A sostenere la tesi che la remora che frena l’Italia nel suo sviluppo sarebbe l’Istruzione, il portale Investireoggi, che lapalissianamente dice: “Se non siamo in grado di svolgere calcoli matematici o di comprendere un testo, si vede che a scuola qualcosa non va. In effetti, siamo anche tra i Paesi avanzati con il minore tasso di laureati e con il più alto tasso di abbandono scolastico”.
E aggiunge: “Se avessimo tassi di istruzione più alti e se i percorsi scolastici fossero migliori, la forza lavoro sarebbe più qualificata e, quindi, maggiormente occupabile. In più, gli stipendi medi risulterebbero più alti”.
Su questo versante, viene pure specificato che dall’estero non si investe da noi non solo perché “le tasse sono alte e la burocrazia asfissiante, ma anche perché la manodopera non dispone delle competenze richieste”.
Infatti, continua il portale, “una persona che ha frequentato solamente la scuola dell’obbligo, avrà maggiori difficoltà a recepire concetti o metodi innovativi rispetto a chi possiede un diploma o una laurea”, mentre sembrerebbe chiaro che l’Italia, pur investendo oltre mezzo punto in meno della media europea in Istruzione, non riuscirebbe a garantire il problema delle competenze dei suoi alunni per una serie di altri motivi.
Fra cui “una classe docenti non motivata e una scuola nozionistica che serve sempre di più a poco. Per non parlare dell’assenza di meritocrazia, del trattamento tendenzialmente egualitario degli studenti e della scarsa disciplina impartita. Tutti elementi che formano una mentalità sbagliata”.
In definitiva, viene specificato” un popolo con un livello di istruzione basso è altresì poco innovativo. Non ha le competenze per sperimentare cose nuove, mentre ha tutto l’interesse a mostrarsi restio ai cambiamenti, consapevole dei propri limiti”.
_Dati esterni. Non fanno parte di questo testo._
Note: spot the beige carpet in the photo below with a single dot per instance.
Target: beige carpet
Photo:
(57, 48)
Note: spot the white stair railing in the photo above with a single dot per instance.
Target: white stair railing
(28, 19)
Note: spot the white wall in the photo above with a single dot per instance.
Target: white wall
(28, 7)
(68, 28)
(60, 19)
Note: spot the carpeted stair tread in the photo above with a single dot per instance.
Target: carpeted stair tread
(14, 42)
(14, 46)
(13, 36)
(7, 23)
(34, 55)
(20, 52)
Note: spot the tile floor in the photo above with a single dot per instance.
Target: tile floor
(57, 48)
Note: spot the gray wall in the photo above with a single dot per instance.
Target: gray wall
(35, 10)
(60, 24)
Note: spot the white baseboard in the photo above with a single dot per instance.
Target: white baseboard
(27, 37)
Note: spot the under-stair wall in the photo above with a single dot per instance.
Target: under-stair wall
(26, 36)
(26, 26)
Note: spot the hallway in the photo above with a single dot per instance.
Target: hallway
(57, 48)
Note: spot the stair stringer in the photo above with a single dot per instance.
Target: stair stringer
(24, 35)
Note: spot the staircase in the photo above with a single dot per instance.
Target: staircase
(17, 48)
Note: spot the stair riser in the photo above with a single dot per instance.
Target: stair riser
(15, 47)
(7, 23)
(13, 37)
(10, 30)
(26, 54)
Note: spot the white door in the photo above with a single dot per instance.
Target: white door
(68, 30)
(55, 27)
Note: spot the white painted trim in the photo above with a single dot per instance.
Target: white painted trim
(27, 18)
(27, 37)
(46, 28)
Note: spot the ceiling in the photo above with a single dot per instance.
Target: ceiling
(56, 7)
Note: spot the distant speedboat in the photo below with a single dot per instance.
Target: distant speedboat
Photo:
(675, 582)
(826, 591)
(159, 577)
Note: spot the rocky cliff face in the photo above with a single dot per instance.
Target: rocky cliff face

Che sembrano osservazioni di cui tenere conto, benchè in qualche modo non sono del tutto originali, considerato che la questione è dibattuta da decenni, senza però apportare risultati confortanti.
Il punto centrale infatti, secondo il nostro parere, è quello di una selezione rigorosa dei docenti, della loro formazione continua, della premialità e della carriera. Così si conquista il prestigio della classe docenti e così i livelli di istruzione dei nostri alunni possono notevolmente migliorare.